By Jake SpringThe Daily Northwestern
For the 35 people camped in tents outside the Best Buy at 2301 Howard St., freezing temperatures, a 48-hour wait and $600 were a small price to pay for a shot at video game bliss.
Campers began assembling outside the store at 11:30 a.m. Wednesday in anticipation of the release of Sony’s Playstation 3 video game system.
The shoppers hoped to get their hands on one of at least 26 PS3s that would go on sale at 8 a.m. Friday, said Richard Leconte, a 28-year-old in Loss Prevention at Best Buy.
“On top of ruining our sleep schedules, we’re going to be eating the worst food,” said Raj Darji, a 27-year-old electrical engineer. “But it’s all going to be worth it.”
Darji was the first to arrive on Wednesday and was camping with three friends, all expecting to buy a PS3.
The group of four sat around a propane heater, explaining how they were sustaining themselves on food brought by their mothers and from the nearby McDonald’s and Jewel-Osco. Darji enjoyed the nostalgic feeling of waiting for the release, he said.
“We used to game a lot in high school,” he said. “This brings us back to our youthful years where things didn’t matter.”
The release was so highly anticipated that many people had already stocked up on games, controllers and other accessories. Arnell Newman, the 30th person in line, already had bought his copy of Madden NFL 07, he said.
“When we got here, we were quite surprised (that) there have been guys here since yesterday, ” he said.
Newman, a 32-year-old recording engineer, was confident he would get a PS3 despite his precarious position near the back of the line.
Store employees said they could only guarantee 26 units, but the general manager had told those waiting that there would be at least 30, he said.
They would know for sure only when the shipment arrived the next morning, said Alex Jasso, a 25-year-old Best Buy customer assistant.
Although some felt a competitive tension building over who would get a PS3, six strangers had met at the back of the line and decided to pool their resources.
“(We were) strangers to one another when we got here,” said Newman. “One guy purchased the tent. I bought the heater.”
The campers had at least one brush with the law during their overnight stay. After the police heard that some of the shoppers were using illegal drugs, they decided to pay an early morning visit to the store, Darji said.
“They woke us up at 4 a.m.,” he said. “They made us all come out of our tents and peeked in.”
Some saw the high demand for so few systems as an opportunity to make money. Sony intended to have at least 1.4 million systems released in North America by the end of the year, but most likely only 700,000 will be available, Jasso said.

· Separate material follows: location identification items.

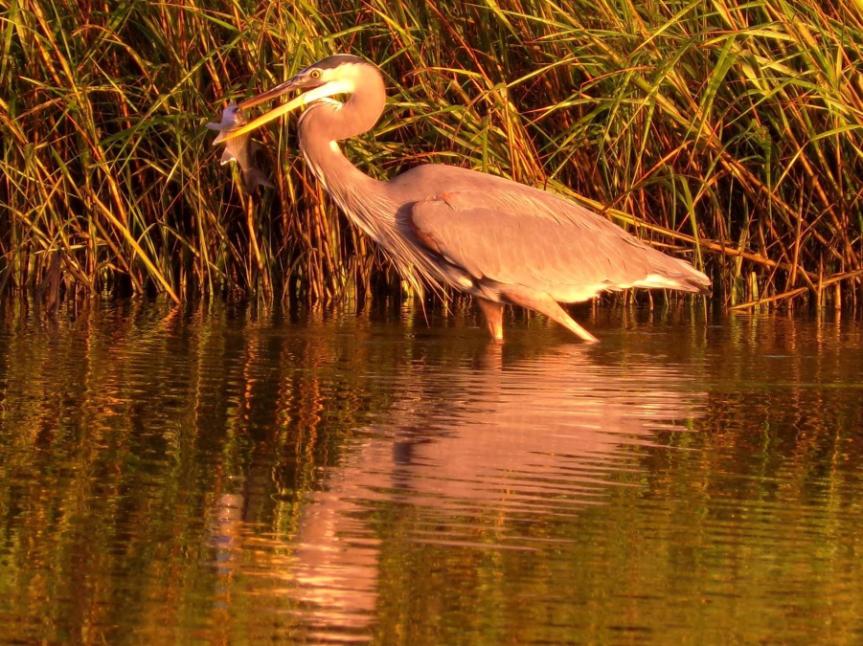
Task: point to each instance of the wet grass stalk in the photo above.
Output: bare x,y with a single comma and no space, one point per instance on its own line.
728,132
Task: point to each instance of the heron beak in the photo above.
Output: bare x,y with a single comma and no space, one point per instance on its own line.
322,91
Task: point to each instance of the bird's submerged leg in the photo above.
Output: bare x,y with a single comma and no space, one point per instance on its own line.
545,304
493,317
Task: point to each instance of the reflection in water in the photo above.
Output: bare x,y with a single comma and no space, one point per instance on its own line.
479,453
215,476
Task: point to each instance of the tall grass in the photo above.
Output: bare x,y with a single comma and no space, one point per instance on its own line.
730,131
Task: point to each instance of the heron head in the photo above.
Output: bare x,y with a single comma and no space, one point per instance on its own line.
339,74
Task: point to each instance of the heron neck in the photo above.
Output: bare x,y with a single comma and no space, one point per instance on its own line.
363,199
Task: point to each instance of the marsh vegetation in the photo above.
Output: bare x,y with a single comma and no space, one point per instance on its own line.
726,132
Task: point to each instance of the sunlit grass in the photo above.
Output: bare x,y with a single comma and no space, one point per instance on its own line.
730,131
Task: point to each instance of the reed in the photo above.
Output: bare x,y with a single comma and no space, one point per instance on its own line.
728,131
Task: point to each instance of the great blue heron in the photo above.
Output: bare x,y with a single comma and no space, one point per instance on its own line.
497,240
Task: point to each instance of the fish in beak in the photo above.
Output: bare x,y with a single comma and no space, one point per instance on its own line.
240,149
306,80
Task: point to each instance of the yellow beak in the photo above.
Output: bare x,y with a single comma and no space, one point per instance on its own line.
326,90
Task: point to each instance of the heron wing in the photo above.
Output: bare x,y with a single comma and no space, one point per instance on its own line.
536,240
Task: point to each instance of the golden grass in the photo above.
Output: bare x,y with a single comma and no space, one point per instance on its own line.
731,131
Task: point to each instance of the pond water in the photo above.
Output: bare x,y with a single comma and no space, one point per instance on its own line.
218,476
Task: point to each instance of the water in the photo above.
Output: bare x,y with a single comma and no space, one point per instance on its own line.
220,477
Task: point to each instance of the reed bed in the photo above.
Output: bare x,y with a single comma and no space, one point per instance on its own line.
726,132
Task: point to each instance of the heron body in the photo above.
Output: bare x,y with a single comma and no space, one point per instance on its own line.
500,241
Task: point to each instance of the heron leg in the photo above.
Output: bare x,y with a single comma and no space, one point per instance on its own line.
493,317
545,304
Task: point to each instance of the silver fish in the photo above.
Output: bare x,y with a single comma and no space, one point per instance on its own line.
241,149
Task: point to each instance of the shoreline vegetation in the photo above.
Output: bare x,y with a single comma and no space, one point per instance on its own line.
727,133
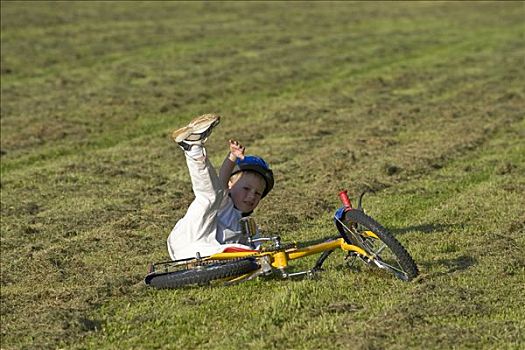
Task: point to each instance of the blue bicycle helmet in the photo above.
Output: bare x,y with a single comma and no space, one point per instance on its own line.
258,165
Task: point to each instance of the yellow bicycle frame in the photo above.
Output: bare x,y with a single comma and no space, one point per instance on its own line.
279,259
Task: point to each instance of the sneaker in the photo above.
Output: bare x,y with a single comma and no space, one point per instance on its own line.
196,132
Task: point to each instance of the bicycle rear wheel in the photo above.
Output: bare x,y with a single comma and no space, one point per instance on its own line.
388,254
201,274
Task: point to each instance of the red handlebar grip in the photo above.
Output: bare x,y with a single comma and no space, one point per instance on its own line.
344,198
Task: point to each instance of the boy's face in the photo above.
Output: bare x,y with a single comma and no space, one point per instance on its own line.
246,191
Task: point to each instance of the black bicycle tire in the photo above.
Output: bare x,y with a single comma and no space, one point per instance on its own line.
404,259
202,274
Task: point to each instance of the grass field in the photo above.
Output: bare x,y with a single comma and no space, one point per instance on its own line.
421,101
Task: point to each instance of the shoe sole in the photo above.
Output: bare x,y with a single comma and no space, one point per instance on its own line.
198,125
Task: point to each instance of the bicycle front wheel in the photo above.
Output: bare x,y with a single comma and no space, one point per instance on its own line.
383,248
202,274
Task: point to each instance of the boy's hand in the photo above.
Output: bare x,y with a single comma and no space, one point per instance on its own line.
236,150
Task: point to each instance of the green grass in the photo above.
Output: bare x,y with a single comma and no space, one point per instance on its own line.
423,102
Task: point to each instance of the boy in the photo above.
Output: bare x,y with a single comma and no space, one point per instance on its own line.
211,224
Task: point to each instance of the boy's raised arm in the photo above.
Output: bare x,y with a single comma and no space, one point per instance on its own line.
236,151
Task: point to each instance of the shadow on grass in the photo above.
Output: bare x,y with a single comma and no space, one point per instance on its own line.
424,228
460,263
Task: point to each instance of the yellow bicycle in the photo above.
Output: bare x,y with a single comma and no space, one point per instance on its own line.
359,236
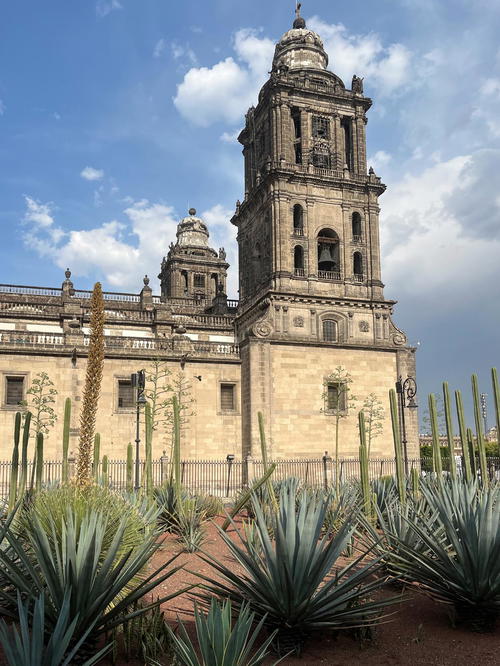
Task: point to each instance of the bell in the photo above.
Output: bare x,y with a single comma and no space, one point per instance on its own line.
325,254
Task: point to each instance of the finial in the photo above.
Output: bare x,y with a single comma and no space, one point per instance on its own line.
299,21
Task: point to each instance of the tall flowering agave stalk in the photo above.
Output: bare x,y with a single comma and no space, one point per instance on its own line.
92,388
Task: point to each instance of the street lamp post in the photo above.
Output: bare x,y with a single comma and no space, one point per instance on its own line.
138,381
406,390
484,412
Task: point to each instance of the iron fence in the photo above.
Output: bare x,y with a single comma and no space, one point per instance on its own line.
225,478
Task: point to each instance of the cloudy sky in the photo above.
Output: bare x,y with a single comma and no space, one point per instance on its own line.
116,116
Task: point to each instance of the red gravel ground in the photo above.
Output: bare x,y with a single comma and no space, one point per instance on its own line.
419,633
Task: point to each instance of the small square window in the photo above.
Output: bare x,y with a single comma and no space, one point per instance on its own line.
14,390
227,397
126,397
336,397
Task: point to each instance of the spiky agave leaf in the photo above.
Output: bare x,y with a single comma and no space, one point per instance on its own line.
28,646
220,641
69,560
462,568
289,578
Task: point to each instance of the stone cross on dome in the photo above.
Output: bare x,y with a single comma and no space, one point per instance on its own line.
299,21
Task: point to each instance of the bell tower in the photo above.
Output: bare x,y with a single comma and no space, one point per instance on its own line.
309,251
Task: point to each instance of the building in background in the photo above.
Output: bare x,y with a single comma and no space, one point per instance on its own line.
311,295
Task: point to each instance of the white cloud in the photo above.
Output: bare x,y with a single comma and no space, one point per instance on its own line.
387,69
185,52
121,251
159,48
38,213
379,160
226,90
428,246
230,137
89,173
105,7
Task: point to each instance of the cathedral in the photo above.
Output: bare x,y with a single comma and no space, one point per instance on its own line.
311,297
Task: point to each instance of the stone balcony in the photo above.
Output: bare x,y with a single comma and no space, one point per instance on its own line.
133,347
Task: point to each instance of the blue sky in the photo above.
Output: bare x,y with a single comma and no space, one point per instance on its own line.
109,133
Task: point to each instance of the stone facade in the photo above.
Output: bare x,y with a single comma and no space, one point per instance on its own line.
311,295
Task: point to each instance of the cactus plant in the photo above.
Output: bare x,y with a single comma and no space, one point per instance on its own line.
398,450
39,462
496,399
449,430
437,463
105,473
177,446
479,432
149,454
97,456
93,378
66,425
24,454
363,464
265,464
130,468
15,463
463,436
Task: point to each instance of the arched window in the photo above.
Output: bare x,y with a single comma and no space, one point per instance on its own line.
298,220
357,266
298,260
330,330
356,227
328,255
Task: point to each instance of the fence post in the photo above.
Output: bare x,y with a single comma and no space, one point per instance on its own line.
71,466
164,468
327,470
248,469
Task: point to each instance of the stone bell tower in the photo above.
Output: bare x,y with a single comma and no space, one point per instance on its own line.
311,295
192,269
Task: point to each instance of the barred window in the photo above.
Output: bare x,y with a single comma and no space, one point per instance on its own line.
14,390
336,396
321,127
227,397
125,394
330,330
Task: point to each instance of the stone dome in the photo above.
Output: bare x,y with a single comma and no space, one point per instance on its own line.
300,48
192,231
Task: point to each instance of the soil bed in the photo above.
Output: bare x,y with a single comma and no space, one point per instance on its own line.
419,632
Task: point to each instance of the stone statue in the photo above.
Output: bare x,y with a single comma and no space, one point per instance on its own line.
357,84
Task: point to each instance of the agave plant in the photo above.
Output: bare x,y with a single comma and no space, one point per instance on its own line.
461,566
220,642
30,647
101,590
286,579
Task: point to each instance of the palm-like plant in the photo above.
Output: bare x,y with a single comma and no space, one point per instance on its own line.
289,579
461,565
221,643
69,562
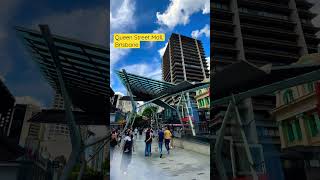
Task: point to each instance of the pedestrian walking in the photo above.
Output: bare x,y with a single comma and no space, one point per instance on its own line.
148,142
160,141
167,138
172,137
127,152
113,142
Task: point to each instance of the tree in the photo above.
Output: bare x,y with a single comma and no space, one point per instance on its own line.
140,122
147,112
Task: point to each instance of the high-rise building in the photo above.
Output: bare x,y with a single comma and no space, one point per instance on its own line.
21,129
57,129
6,108
297,114
184,60
261,32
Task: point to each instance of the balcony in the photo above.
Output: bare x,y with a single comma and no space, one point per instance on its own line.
266,5
221,25
306,14
224,46
271,55
221,14
223,36
309,28
304,4
311,38
266,21
272,42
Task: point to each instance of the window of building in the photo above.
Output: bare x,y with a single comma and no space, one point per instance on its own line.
219,6
313,124
309,87
288,96
263,13
292,130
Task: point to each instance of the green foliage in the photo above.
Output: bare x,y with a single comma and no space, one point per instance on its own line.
105,167
139,122
147,112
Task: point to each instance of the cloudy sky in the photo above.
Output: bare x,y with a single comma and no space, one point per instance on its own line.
84,20
188,17
88,21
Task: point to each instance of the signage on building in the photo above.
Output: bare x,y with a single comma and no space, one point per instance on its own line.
318,97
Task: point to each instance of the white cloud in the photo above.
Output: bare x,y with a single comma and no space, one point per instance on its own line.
84,24
7,11
28,100
2,78
204,31
162,50
119,93
208,62
150,70
179,12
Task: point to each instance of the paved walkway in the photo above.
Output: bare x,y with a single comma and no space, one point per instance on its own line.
179,165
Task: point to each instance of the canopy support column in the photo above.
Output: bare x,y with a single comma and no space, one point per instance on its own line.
133,103
74,131
219,142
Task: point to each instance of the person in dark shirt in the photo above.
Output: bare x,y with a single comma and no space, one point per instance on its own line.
148,142
127,152
160,141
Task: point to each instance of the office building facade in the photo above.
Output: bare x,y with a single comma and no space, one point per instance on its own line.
6,109
21,130
260,32
297,114
184,60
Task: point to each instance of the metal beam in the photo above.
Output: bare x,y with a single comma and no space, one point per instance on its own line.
179,93
298,80
218,145
74,131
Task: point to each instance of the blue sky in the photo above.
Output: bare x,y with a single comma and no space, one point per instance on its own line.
83,20
162,16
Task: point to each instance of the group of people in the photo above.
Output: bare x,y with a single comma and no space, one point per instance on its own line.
164,136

Tony Royals of Chicago was planning to sell his system for at least $1,500, he said.
“It’ll be on eBay by 3 o’clock on Friday, ” said the 22-year-old CEO of a photo advertising studio.
Darji also felt the pull to sell. The $600 price tag on the 60 gigabyte version seemed cheap compared to those being auctioned for as much as $3,500 online, he said. He plans to watch prices online before deciding to use it.
Demand is high for the PS3, but the Sunday release of Nintendo’s Wii game system is expected to be much larger, Jasso said. Four million units of the Wii were scheduled to be available in the next three weeks.
“As opposed to 26 PS3s, we’ll probably have three or four times as many,” he said. “(I expect) more people because they can get them. If someone wants a PS3 and they see the line outside, they’re probably not going to get them.”